But I am willing to accept that I may be seeing the world through grim-tinted spectacles. A lot of people may well keep their New Year’s resolutions, but the aspect to my cynicism that I want to address is the “why wait until New Year?” aspect. History is defined in years, and it isn’t such a bad method for measuring the way that things change.

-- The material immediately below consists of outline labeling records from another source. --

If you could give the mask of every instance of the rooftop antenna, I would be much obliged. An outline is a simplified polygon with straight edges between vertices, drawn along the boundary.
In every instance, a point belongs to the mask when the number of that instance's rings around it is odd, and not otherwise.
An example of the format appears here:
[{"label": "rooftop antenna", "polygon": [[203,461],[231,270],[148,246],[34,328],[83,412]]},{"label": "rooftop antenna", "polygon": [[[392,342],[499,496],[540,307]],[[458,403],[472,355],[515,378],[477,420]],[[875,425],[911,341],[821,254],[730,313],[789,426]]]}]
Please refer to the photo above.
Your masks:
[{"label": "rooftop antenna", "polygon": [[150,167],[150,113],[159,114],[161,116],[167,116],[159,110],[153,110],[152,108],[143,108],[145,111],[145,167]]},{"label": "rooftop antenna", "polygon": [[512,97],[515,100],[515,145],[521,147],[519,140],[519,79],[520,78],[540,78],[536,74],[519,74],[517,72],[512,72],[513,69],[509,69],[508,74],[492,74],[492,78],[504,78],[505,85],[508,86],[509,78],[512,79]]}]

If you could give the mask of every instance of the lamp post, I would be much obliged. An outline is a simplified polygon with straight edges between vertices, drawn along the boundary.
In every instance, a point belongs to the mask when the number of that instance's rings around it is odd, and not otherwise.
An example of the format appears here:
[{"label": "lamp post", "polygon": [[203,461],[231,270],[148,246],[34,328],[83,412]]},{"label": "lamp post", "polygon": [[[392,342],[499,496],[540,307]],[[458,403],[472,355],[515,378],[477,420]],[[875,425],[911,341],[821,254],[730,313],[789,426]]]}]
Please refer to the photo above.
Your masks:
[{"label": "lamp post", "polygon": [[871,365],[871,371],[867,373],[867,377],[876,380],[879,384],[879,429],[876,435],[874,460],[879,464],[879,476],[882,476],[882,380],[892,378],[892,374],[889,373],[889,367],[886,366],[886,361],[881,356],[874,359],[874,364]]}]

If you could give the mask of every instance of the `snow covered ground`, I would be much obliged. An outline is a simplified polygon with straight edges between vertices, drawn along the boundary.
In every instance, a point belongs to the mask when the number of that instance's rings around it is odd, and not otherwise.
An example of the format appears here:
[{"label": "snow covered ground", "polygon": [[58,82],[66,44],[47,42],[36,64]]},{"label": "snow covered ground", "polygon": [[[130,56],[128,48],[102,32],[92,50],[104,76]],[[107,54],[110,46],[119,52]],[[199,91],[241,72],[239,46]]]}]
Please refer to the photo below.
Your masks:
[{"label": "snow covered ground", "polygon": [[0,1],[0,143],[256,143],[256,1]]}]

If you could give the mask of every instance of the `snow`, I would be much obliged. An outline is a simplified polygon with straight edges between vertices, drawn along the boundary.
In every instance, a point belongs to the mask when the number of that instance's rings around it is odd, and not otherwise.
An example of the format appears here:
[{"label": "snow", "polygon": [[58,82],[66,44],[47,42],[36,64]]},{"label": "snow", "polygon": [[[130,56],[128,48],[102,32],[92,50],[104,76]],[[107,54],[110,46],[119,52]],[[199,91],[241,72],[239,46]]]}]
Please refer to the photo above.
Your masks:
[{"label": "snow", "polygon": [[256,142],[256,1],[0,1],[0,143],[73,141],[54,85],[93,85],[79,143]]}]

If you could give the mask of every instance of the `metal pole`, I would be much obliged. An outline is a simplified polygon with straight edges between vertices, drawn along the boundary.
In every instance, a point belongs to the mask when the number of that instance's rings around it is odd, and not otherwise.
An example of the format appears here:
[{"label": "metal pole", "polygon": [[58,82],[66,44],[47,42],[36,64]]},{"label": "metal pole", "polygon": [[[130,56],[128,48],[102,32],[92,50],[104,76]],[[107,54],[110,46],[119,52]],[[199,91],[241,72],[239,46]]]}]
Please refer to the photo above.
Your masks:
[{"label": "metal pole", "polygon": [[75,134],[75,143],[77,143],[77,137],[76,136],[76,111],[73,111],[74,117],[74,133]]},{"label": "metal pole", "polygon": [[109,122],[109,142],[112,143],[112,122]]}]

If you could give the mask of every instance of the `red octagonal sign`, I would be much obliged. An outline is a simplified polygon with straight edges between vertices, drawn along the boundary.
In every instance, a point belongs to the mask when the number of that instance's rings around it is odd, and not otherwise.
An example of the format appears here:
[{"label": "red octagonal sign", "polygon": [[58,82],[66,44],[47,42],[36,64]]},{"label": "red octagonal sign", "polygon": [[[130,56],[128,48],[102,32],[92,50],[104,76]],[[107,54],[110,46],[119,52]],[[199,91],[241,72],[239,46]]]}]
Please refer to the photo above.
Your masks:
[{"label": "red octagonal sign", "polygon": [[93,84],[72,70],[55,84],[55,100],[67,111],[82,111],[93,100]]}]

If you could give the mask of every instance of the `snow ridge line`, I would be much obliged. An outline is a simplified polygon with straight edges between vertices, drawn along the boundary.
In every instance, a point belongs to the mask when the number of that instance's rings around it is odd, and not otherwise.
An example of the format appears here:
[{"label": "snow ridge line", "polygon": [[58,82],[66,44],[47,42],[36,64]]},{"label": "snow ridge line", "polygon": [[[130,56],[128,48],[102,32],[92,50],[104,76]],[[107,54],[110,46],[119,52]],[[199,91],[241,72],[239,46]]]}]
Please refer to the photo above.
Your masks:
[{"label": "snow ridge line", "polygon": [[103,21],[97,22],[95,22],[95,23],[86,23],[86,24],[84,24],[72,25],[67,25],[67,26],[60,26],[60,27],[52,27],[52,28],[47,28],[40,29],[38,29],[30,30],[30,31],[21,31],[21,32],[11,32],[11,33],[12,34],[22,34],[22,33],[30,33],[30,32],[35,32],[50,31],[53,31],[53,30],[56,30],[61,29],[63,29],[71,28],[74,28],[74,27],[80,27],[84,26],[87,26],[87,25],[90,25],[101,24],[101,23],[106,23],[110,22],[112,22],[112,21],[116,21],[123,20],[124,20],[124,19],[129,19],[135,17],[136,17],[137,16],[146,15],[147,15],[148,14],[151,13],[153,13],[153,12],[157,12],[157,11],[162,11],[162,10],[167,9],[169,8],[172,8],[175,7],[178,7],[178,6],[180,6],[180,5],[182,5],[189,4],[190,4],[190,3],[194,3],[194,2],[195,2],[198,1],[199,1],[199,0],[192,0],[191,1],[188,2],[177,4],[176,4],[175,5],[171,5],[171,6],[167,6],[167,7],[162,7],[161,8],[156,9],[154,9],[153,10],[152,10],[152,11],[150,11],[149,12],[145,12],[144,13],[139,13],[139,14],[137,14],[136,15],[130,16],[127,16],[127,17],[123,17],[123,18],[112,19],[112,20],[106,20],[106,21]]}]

An example we can all relate to is, perhaps, school. Although the “years” in which it takes place are from September to July, every year is different, and you can set yourself challenges based on the experience you had last year. In a workplace field, like marketing, it may make sense to have a policy like this at the beginning of every New Year. Whether they meant to or not, a number of companies seem to have benefited and learned from this approach in the last few years.

For example, in 2016, an article in Forbes magazine concluded that better online marketing is something that 2017 will benefit from, such as interactive marketing, VR, improved chatbots and short-lived, snapchat inspired content.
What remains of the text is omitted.